Mercedes-Benz Greener Manufacturing

Can you cut the time a Mercedes-Benz spends on the test bench?

Nutenki Vinay Kumar
The Startup
13 min readSep 12, 2020

--

Author’s Note: This is the Completion report for my appliedaicourse[1] Capstone Project. All work is original and feel free to use/expand upon/disseminate. [Numbers in brackets are citations to the sources listed in the references section].

Bird’s-eye view of the project:

  • Intuition towards the given Business problem, and real-world use cases of this solution.
  • Usage of ML/DL to solve the problem, downloading/scraping/extracting data from the source.
  • Data Description and Improvements to the existing approaches.
  • Exploratory data analysis with observations, plots, and Feature Engineering: which consists of 10 steps as briefed below:

(a, b, c): Loading the data, conversion of categorical data into numerical, Missing value analysis.

(d, e): Data Visualization, analysis of data.

(f): Reducing the dimensionality of data Hugely by Detecting Multicollinearity using Variation Inflation Factor(VIF), which reduces the complexity of models, computational power.

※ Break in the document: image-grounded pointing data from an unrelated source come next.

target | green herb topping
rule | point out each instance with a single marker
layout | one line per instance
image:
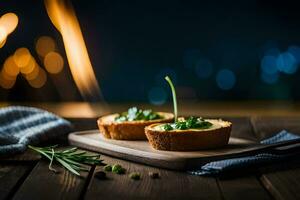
(135, 114)
(190, 123)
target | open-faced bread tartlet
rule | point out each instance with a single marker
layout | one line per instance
(189, 134)
(131, 125)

(g): Implementing the Gavish-Donoho’s method to find the optimal value of ‘k’ and plotting the singular value curves to visualize the concept practically.

(h): Finding top important features by RFECV and RFE methods.

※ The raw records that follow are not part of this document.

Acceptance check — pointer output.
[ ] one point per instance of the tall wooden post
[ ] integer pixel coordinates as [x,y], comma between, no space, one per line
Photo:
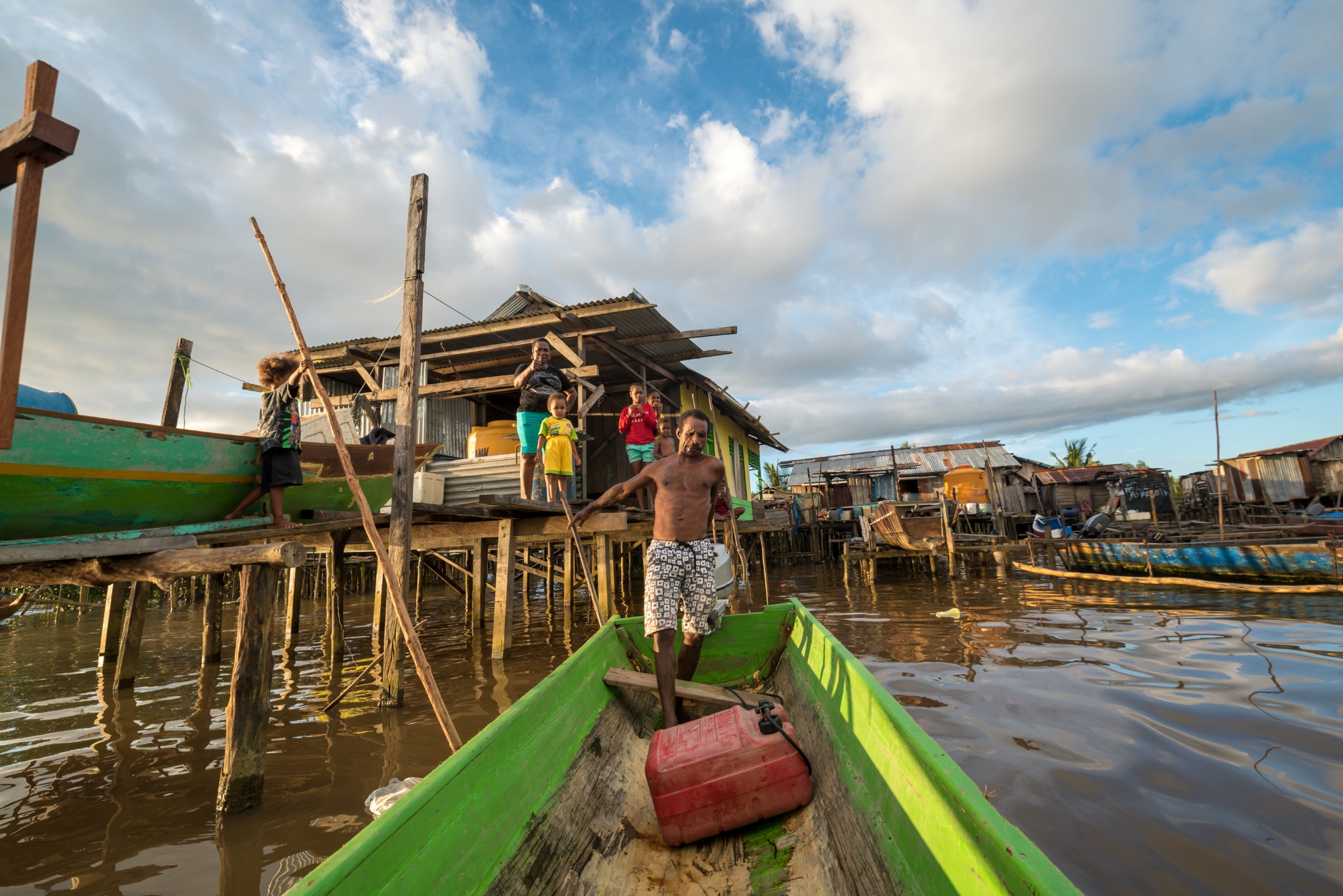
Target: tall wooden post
[403,458]
[113,609]
[602,559]
[176,382]
[211,640]
[504,567]
[249,695]
[132,631]
[479,585]
[570,547]
[293,598]
[334,634]
[29,147]
[1217,429]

(i): Adding new features using Dimensionality Reduction techniques

(j): Generating new features using the Two-way and Three-way Feature Interaction, from the top features.

  • Tuning various models to find the best Hyperparameters, fitting models with the best Hyperparameters, analyzing how far the Feature engineering worked, and Comparing the Final results of all the Models

1. Explanation of Business Problem:

Since the first automobile, the Benz Patent Motor Car in 1886, Mercedes-Benz has stood for important automotive innovations. These include, for example, the passenger safety cell with crumple zone, the airbag, and intelligent assistance systems. Mercedes-Benz applies for nearly 2000 patents per year, making the brand the European leader among premium carmakers. Daimler’s Mercedes-Benz cars are leaders in the premium car industry. With a huge selection of features and options, customers can choose the customized Mercedes-Benz of their dreams.

To ensure the safety and reliability of each and every unique car configuration before they hit the road, Daimler’s engineers have developed a robust testing system. But, optimizing the speed of their testing system for so many possible feature combinations is complex and time-consuming without a powerful algorithmic approach. As one of the world’s biggest manufacturers of premium cars, safety and efficiency are paramount on Daimler’s production lines.

Daimler is challenging Kagglers to tackle the Curse of dimensionality and reduce the time that cars spend on the test bench. Competitors will work with a dataset representing different permutations of Mercedes-Benz car features to predict the time it takes to pass testing. Winning algorithms will contribute to speedier testing, resulting in lower carbon dioxide emissions without reducing Daimler’s standards.

The motivation behind the problem is that an accurate model will be able to reduce the total time spent testing vehicles by allowing cars with similar testing configurations to be run successively in different paths at Vehicle Testing Layout as shown in the figure below.

Vehicle Testing Layout

Examples of Custom features: 4WD, added air suspension, a head-up display, etc

2. Use of ML/DL:

This problem is an example of a Machine-Learning / Deep-Learning Regression task, to predict the continuous target variable(duration of the test).

3. Source of Data:

Data is downloaded from this link Mercedes-Benz Greener Manufacturing, Kaggle competition[2], and unzipped.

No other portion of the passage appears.